Il caftano blu è il secondo lungometraggio di Maryam Touzani: la regista e la sceneggiatrice marocchina dopo Adam (2019) ritorna con un lavoro curato nei dettagli, prezioso e delicato come le stoffe pregiate e sgargianti che inondano lo schermo e la vita dei due protagonisti, Halim (Saleh Bakri), Mina (Lubna Azabal) e del loro assistente Youssef (Ayoub Missioui).
Halim e Mina, marito e moglie, gestiscono un negozio di caftani in una delle medine più antiche del Marocco.
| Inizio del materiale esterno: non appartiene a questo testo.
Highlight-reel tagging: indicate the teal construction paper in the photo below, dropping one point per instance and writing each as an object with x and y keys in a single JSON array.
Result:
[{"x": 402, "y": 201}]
Il kaftan è un abito tradizionale, l’antica veste lunga musulmana. Attraverso la cucitura di un caftano blu cobalto particolarmente pregiato si dispiega una storia di tradizioni, negazioni e liberazioni. L’oggetto abito diventa il motore della storia: la sua stessa lavorazione regola il ritmo delle azioni che si dipanano lungo tutto il film, le dinamiche interpersonali, gli avvicinamenti, le partenze e i ritorni. Il caftano, simbolo di una tradizione usata come strumento repressivo, viene strappato dal suo simulacro per trasformarsi in una cosa viva, in una celebrazione di alterità e libertà.
Il caftano blu è un film che si costruisce su una concezione del tempo particolare, una dilatazione che si realizza attraverso il documentare paziente e meticoloso del susseguirsi di giornate di lavoro, di ricami che non vogliono terminare, di pasti fumanti lasciati sul tavolo. Non solo il tempo, ma anche lo spazio si dilata, si trasfigura attraverso il tocco pittorico di Touzani, le cui inquadrature sono segnate da un contrasto soffuso tra luce e ombra che divide e altera l’esteriorità dei luoghi facendoli apparire realistici ma allo stesso tempo intrisi di lirismo.
Tra ciò che può essere mostrato e ciò che deve essere celato a tutti i costi: è la regola che regna negli spazi ripresi dalla regista, dalle strade assolate dove nulla può sfuggire alla luce alle stanze fumose, alle porte socchiuse, alle zone d’ombra che inondano le case. Queste ultime sono il luogo privilegiato da Touzani e la linea narrativa dominante: la storia di quello che potremmo definire, forse in maniera un po’ semplicista, un triangolo amoroso, e del tabù dell’omosessualità viene raccontata attraverso gli sguardi, gli abbozzi di gesti, mozzichi di dialoghi fatti di domande lasciate cadere nel vuoto.
La regia di Touzani scivola sulle increspature di tessuto, su fili e aghi sottili, la sua potenza si spande a partire dagli spazi che si creano tra le mani che si sfiorano: è un cinema tattile che affida i suoi significati alla gestualità, al movimento del corpo, al suo esibirsi e al suo celarsi. Attraverso la dimensione corporea si costruiscono anche i personaggi che animano la vicenda, che sfuggono a ogni spiegazione didascalica e definiscono loro stessi e il loro anelito di libertà nella forma più pura e meno addomesticabile: attraverso i movimenti, la danza.
Al tema della dimensione corporea è intrinseco il tema della sessualità: una sessualità complessa, non conforme, negata e bandita da divieti assoluti. La sua marginalità sul piano filmico si sviluppa più attraverso la sua repressione che attraverso la sua esibita espressione: la carica erotica è tanto potente quanto repressa e viene emanata dalle mani che si ritraggono, dall’irrigidirsi dei corpi, dall’allontanarsi sofferto, dal continuo negarsi.
I corpi e gli abiti si pongono in uno scambio dialettico costante: dalla lavorazione artigianale dei caftani, che nel creare uno spazio di intimità al di fuori della realtà diventano uno strumento di comunicazione, di conflitto e di scoperta fino al loro rapporto con i corpi che li indossano. Lo scarto tra la vitalità e l’unicità del corpo e la rigidità e l’uniformità imposta dall’abito tradizionale si annulla.
Il corpo si riappropria dell’abito e attraverso di esso può non solo esibire tutto quello che veniva nascosto ma rendergli omaggio, celebrarlo alla luce del sole, in una coincidenza straordinaria tra esteriorità e interiorità.